The keyword is "publishing" --- as in, producing human-readable physical copies, not electronic ones. It just so happens that the format was relatively suitable for the latter too (because it actually looks like a printed document rendered on the screen --- unlike HTML or other formats around at the time), which is why that use-case became popular. PDF is basically a descendant of PostScript, which was designed to control printers.

(Its PostScript origins may also explain the bizarre mix of text and binary that constitute the file format. For example, page contents are in a relatively free-form PostScript-ish RPN-like textual language, but are found in "content streams" which may be compressed or encoded into a binary format. Data "object" structures include things like '<<'-delimited dictionaries, '[' arrays ']', textual "/Names", and even provisions for comments(!?).

Then there are things like the cross-reference table of all objects in the file, which is an array of fixed-width textual numbers representing file offsets, e.g. "0000001056 00000 n" refers to something 1056 bytes from the start of the file. Reactions of WTF!? from those working with the format for the first time are not uncommon.)

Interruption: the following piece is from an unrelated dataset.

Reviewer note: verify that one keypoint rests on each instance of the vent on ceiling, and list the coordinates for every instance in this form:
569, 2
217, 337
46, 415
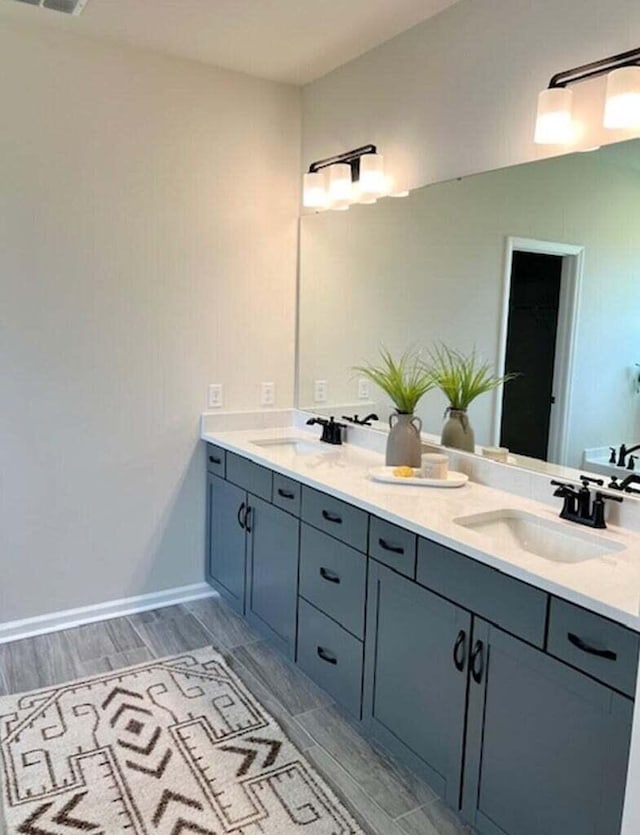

PDF has a feature called Tagged PDF, which allows the document to be annotated with a semantic structure. Almost nobody bothers to generate such PDFs, but the support is there!
Dutch law requires that official documents be published as PDF/A-1a which is a subset of PDF 1.4 that can be archived and must be tagged.
Sadly I think that often the publishers actually want it that way, i.e. the they do not want the data to be easily parsable...
I think it's more that they want consistency in rendering across devices and media.
For legal documents (where PDF was used first as far as I know) this may make sense but for manuals and other documents it makes no sense at all.